CompCert: Formally Verified C Compiler

Motivation

The primary motivation of this paper is that compilers these days form a base of trust for most modern applications. If the application's code is correct, then compiled executable of that application will also be correct. However, most modern compilers like GCC and LLVM do have bugs, some of which silently miscompile code without emitting any error messages. Most of these bugs occur when the compiler performs transformations and optimization passes over the source program. The goal of CompCert is to create a compiler that will never silently miscompile code. The way CompCert accomplishes this is by formally verifying (i.e., proving) that each compiler pass does not change the original meaning of the program. The formally verified parts of CompCert are written in Coq, which is a proof assistant based on the calculus of inductive constructions.

Semantic Preservation

In order for a compiler to be correct it needs to preserve the semantics of our source program.
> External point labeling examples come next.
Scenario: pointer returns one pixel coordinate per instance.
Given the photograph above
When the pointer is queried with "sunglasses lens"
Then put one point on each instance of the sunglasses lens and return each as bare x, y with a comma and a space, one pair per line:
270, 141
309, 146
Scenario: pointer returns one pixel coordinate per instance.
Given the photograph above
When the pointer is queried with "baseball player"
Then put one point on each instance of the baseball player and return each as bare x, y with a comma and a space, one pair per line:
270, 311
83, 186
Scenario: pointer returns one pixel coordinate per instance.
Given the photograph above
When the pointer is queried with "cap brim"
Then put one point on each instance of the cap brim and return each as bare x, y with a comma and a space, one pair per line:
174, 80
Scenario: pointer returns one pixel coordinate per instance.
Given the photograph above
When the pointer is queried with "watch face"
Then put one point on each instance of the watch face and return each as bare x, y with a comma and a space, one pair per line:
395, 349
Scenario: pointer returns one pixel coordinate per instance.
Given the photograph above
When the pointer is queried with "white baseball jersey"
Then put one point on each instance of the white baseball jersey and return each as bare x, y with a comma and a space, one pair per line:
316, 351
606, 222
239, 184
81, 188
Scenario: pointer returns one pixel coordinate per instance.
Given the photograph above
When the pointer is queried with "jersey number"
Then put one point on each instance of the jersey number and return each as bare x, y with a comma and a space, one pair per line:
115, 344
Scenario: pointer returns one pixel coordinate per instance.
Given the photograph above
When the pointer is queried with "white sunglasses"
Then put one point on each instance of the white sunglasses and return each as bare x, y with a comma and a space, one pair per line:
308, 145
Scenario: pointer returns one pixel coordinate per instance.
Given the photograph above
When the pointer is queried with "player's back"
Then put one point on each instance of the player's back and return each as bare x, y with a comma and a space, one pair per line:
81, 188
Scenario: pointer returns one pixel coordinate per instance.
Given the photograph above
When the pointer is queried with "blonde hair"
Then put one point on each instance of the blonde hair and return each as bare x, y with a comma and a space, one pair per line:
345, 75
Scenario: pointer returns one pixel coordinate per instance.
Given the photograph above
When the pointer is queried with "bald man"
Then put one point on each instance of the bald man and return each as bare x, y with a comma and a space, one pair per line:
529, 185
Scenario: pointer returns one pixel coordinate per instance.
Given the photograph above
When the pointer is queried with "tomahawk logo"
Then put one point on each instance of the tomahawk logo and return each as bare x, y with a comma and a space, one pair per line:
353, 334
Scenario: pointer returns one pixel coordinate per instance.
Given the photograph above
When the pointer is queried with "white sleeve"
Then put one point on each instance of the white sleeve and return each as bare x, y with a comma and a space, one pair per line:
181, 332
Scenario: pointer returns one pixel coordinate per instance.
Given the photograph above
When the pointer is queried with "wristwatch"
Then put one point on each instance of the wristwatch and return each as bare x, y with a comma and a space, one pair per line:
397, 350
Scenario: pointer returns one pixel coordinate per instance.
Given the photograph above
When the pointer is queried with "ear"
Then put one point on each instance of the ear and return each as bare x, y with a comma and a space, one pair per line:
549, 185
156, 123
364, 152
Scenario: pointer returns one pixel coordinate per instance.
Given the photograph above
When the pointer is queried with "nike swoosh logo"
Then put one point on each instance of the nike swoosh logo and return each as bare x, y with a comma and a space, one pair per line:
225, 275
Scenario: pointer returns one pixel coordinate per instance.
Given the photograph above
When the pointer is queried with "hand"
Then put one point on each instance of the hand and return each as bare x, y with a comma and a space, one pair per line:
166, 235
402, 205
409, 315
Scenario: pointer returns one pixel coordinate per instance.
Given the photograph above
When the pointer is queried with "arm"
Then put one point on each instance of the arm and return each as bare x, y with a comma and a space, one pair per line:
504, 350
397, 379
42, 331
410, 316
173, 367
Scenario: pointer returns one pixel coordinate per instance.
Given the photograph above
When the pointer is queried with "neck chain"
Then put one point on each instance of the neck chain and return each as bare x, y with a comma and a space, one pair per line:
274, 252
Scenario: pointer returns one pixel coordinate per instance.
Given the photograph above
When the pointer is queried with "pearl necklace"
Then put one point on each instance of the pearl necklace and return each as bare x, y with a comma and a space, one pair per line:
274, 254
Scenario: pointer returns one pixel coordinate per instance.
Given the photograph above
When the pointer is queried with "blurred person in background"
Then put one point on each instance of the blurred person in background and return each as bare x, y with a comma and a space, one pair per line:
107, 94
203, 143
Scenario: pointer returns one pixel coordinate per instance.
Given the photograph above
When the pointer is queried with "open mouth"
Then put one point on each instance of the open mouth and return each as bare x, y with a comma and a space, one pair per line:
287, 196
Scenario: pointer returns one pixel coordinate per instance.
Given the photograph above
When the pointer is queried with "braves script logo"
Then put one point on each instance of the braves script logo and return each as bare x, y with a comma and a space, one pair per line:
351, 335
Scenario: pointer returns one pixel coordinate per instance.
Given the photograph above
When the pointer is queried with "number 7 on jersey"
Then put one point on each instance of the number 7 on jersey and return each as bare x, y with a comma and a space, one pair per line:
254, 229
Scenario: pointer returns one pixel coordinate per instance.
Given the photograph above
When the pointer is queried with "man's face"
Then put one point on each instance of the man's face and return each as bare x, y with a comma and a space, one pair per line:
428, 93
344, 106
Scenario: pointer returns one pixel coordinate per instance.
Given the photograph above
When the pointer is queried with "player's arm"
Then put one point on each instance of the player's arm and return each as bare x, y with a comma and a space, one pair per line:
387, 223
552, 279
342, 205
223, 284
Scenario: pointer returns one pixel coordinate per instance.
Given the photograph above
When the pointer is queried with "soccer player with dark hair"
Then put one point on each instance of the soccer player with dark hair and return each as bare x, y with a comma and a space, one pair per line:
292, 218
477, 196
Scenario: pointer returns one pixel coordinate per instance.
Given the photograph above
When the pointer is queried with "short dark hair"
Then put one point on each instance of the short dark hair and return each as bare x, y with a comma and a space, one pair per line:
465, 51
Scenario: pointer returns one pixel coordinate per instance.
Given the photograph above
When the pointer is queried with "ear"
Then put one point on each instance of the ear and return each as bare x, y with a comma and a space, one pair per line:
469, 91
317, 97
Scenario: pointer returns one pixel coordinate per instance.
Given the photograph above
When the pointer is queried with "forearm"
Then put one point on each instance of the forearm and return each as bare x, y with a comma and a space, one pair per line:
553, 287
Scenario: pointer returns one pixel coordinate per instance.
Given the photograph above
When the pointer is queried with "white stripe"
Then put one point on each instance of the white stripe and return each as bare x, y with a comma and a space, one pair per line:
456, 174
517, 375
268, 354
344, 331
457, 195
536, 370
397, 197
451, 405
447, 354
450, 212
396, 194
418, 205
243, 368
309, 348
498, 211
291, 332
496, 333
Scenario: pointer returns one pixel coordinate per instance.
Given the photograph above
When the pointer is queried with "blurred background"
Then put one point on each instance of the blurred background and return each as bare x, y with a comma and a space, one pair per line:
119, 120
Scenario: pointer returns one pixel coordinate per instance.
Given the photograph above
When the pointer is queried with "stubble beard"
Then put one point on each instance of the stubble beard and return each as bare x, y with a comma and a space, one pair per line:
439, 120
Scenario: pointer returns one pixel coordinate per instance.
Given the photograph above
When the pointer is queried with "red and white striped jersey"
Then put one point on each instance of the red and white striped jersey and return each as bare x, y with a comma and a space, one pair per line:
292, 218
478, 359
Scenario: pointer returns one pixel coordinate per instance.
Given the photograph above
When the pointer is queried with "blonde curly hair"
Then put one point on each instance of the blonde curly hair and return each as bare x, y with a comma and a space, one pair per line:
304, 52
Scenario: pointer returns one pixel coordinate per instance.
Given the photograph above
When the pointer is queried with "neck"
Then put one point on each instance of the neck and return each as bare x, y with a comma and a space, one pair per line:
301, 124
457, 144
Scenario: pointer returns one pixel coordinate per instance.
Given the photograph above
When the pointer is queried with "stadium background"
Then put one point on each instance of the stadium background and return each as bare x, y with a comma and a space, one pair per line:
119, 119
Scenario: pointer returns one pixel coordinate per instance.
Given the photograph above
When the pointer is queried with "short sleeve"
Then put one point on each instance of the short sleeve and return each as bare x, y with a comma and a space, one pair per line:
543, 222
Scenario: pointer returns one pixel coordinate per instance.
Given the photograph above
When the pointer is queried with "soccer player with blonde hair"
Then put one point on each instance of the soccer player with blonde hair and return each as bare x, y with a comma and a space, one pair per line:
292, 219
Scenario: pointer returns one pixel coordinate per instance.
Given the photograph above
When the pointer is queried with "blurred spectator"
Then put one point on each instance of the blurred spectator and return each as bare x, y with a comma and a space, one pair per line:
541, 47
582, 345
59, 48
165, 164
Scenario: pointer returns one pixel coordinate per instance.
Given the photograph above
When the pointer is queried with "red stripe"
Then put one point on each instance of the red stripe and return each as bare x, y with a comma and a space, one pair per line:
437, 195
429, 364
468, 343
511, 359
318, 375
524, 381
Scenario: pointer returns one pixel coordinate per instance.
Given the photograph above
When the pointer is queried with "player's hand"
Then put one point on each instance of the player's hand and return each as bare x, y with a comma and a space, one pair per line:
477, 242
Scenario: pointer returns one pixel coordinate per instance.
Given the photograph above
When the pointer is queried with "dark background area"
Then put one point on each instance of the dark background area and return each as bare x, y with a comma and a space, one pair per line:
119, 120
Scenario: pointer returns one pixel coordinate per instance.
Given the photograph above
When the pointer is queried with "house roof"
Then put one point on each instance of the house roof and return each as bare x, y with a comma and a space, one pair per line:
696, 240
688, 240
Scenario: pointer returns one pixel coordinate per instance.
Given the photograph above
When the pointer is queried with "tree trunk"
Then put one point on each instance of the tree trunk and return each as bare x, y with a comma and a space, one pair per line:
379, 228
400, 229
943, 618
In this section, we discuss how the paper formalizes the notion of semantic correctness.

The paper assumes that the source and target languages have formal languages that assign observable behaviors to each program. The notation $S \Downarrow B$ means that the program $S$ executes with observable behavior $B$. An observable behavior includes things like whether the program terminates or not, and various going wrong behaviors such as accessing an array out of bounds or invoking an undefined operation like dividing by zero. It also includes a trace of all external calls (system calls) that record the input and output of the external functions. However, it doesn't include the state of memory.

The strongest definition of semantic preservation is that a source program $S$ has exactly the same set of possible behaviors as a compiled program $C$:

$\forall B, S \Downarrow B \Leftrightarrow C \Downarrow B$

However, this definition is too strict because it doesn't give the compiler room to perform certain desirable optimizations, such as dead code elimination, because doing so may optimize away certain going wrong behaviors. For example, if the result of an operation that divides a number by zero is never used, we want the compiler to be able to get rid of it. But doing so means that the compiled program has one fewer going wrong behavior than the source program. For this reason, the paper only requires that all of the safe behaviors of the source program are preserved in the compiled program:

$S \texttt{safe} \Rightarrow (\forall B, C \Downarrow B \Rightarrow S \Downarrow B)$

$S \texttt{safe}$ is a predicate that means $S$ doesn't have any going wrong behaviors. This definition enforces that all observable behaviors of $C$ are a subset of the possible behaviors of $S$ and that if $S$ does not go wrong, then $C$ doesn't go wrong either.

The paper actually uses the contrapositive of this statement because it is practically easier to prove since you can induct on the execution of $S$:

$\forall B \notin \texttt{Wrong}, S \Downarrow B \Rightarrow C \Downarrow B$

Verification vs. Validation

The paper models a compiler as a total function, Comp(S), from source programs to either OK(C), a compiled program, or Error, the output that represents a compile-time error, signifying that the compiler was unable to produce code. There are two approaches for establishing that a compiler has the semantic preservation property discussed above: verifying the compiler directly using formal methods or verifying a validator, a boolean function accompanying the compiler that verifies the output of the compiler separately. An unverified compiler along with a verified validator provides the same guarantees as a verified compiler because you can guard the result of the unverified compiler with the validator:

Comp'(S) =
match Comp(S) with
| Error -> Error
| OK(C) -> if Validate(S, C) then OK(C) else Error


The validation approach is convenient because sometimes the validator is significantly simpler than the compiler. We'll see this approach used later for verifying part of the register pass.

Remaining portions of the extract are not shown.